The puzzle is getting bigger and the tunnel with less exit. It has been a long time since on October 3, 2013, almost 370 people lost their lives at sea. From there, and thanks to the important economic injection of the government of Enrico Letta, then an attempt was made to solve a major problem, mainly from the human point of view. It’s been like treating a burn with alcohol and Band-Aids.

While the writer Roberto Saviano and the Meloni-Salvini duo got lost in insubstantial verbal altercations and challenged each other with lawsuits, Antonio Tajani (Foreign Minister) warned days ago – in an interview with release– about the threat it would pose if the Balkans become another Libya. He also spoke of a plan drawn up for developing countries, which on the other hand never interested in their development in order to suck their blood. “The objective is to invest in sub-Saharan Africa. Mixed companies must be created capable of manufacturing infrastructure in order to, in exchange, have low-cost raw materials.”

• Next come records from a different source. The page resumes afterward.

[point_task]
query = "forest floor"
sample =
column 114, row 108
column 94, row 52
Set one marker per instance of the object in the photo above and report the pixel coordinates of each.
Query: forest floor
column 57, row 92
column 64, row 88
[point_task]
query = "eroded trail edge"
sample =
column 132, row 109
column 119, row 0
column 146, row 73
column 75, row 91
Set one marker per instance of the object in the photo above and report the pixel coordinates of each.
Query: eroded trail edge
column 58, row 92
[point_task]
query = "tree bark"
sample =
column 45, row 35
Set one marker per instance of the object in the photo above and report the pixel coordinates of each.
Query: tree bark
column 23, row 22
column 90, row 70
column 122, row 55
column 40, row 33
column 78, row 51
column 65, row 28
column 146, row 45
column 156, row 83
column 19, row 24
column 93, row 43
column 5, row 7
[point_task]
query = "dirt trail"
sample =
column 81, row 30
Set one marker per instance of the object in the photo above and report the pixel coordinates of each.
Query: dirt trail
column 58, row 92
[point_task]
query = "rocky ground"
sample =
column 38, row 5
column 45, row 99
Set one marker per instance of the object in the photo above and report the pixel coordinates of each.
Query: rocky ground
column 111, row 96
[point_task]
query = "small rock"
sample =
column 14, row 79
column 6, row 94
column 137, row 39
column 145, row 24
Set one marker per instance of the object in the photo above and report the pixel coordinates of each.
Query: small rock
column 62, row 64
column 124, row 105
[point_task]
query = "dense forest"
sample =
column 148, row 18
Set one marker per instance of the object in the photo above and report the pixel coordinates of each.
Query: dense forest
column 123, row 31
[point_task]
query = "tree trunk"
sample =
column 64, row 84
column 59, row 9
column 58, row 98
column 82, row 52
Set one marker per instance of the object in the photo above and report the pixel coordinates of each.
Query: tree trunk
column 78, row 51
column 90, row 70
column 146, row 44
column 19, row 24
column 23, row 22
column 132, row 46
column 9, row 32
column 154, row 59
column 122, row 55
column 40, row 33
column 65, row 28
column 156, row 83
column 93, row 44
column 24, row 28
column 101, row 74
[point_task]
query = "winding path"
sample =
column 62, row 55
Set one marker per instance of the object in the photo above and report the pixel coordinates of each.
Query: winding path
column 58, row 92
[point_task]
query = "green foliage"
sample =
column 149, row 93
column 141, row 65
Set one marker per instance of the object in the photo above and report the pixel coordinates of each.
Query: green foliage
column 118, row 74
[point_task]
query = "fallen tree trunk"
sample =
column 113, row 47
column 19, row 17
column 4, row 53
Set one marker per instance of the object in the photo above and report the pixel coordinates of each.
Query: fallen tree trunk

Little to nothing has changed. The loop continues to turn on itself and all the competitors seek to legitimize their reason in the Mediterranean. The reality dictates that the demographic heat in Italy is enormous and, therefore, the necessary immigration, especially in industrial areas such as Bergamo or Turin, where Fiat is located. Those who manage to reach Lampedusa -a wonderful island without truth- or Catania want to leave quickly. Leaving in search of peace, fleeing from themselves, from the war, from those who treat them as if they were a piece of meat or who speculate with them by passing them off as terrorists, rapists or criminals. There is no calm in this damned sea. There never was. Cardinal Richelieu has already warned you.